В. Р.: Очередной абсурд. Я кого-то отговорил от аборта, и мне дали премию 100 рублей. Я дал полтинник женщине, полтинник себе. Она пошла в соседнюю клинику и сделала то, что собиралась. Вот есть вещи, которые глупы изначально. Это одна из них.
— Вам приходилось иметь дело с последствиями подпольного аборта у пациентки?

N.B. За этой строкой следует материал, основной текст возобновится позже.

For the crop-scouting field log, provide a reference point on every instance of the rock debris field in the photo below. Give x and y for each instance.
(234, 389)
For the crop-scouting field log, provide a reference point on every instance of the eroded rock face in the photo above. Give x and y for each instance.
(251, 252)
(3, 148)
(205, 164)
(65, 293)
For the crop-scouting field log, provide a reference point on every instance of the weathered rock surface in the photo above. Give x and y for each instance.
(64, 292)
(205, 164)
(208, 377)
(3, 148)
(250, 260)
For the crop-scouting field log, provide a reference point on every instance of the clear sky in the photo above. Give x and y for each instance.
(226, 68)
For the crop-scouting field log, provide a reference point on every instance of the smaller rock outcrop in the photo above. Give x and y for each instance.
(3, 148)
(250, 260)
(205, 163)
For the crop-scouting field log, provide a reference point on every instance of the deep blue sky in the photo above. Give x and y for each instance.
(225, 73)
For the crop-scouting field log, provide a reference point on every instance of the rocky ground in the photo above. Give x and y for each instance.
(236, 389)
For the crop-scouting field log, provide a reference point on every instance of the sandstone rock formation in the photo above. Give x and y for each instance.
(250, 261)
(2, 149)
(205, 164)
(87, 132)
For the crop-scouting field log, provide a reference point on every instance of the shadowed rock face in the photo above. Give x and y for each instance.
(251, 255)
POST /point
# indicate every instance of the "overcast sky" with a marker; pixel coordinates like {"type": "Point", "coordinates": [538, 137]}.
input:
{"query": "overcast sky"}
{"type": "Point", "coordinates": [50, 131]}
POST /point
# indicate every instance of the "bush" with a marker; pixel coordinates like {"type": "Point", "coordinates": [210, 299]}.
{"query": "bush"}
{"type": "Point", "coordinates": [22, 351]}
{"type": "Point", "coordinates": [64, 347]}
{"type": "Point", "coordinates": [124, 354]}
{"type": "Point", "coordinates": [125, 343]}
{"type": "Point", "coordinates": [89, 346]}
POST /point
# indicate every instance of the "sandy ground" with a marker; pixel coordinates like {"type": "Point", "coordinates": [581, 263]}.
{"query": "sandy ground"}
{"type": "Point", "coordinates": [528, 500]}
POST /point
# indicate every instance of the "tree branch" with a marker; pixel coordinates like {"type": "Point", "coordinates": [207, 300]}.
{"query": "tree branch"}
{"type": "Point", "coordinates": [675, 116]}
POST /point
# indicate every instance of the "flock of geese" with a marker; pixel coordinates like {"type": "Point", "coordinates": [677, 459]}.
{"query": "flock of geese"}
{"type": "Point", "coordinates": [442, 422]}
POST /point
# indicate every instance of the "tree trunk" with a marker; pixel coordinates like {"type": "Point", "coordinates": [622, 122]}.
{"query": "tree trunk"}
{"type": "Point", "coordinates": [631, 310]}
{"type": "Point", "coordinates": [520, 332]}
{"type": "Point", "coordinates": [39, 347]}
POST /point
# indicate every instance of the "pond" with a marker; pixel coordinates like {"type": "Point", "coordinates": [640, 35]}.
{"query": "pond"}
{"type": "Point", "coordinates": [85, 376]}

В. Р.: Неоднократно, к сожалению, но один случай запомнился больше всего. Я дежурил, уже был старшим врачом, привезли женщину с подозрением на острый живот. Врывается молодой человек, здоровый, красивый — это было в Киеве — и говорит: «Доктор, сейчас привезли мою жену, ей сделали подпольный аборт, но нам надо сохранить матку. Это беременность не от меня. Она забеременела от другого, а мы с ней хотим пожениться и иметь своих детей. Поэтому мы сделали это». В общем, я пошел на эту операцию, головку нашел в брюшной полости, ее не смогли извлечь — срок был приличный, а абортмахершами были две старушки какие-то, две сестры. Одна акушер-гинеколог, другая акушерка, обе на пенсии, вот «развлекались, подрабатывали к пенсии». И я рискнул, выскоблил матку и ушил. Прошло года полтора, поступает в отделение патологии женщина, и говорят: «Это та, которой вы, Виктор Евсеевич, ликвидировали последствия криминала».
— Родила?
В. Р.: Да, они поженились. Она, слава богу, родила, все было хорошо. Истории с абортами многочисленные, до утра можно рассказывать. Аборты были всегда, и криминальные останутся: бывает, например, женщина забеременела не от мужа, и где-то ночью в клинике, чтобы никто не знал, ей сделают аборт. Пусть мизер таких историй, но они будут. И слава богу, что у нас число криминальных абортов не растет. Не растет, пока аборты вообще разрешены.
— А что же можно сделать?
М. Х.: В заключение беседы на очень нелюбимую мной, но вечную тему нашей общей жизни хочу высказать предложение о возможной реформе абортного регламента. Можно снизить срок артифициального аборта с предельных 12 до 9 недель при условии выполнения их в соответствии с инструкцией только медикаментозно! Кюретка — основная причина и послеабортной смертности, и воспалительных причин будущего бесплодия — должна быть вне закона и храниться в операционных блоках медицинских организаций, а ее незаконное использование строго караться! Это если не тотально, то подействует на большую часть любителей кюретки и сохранит репродуктивный потенциал наших современниц.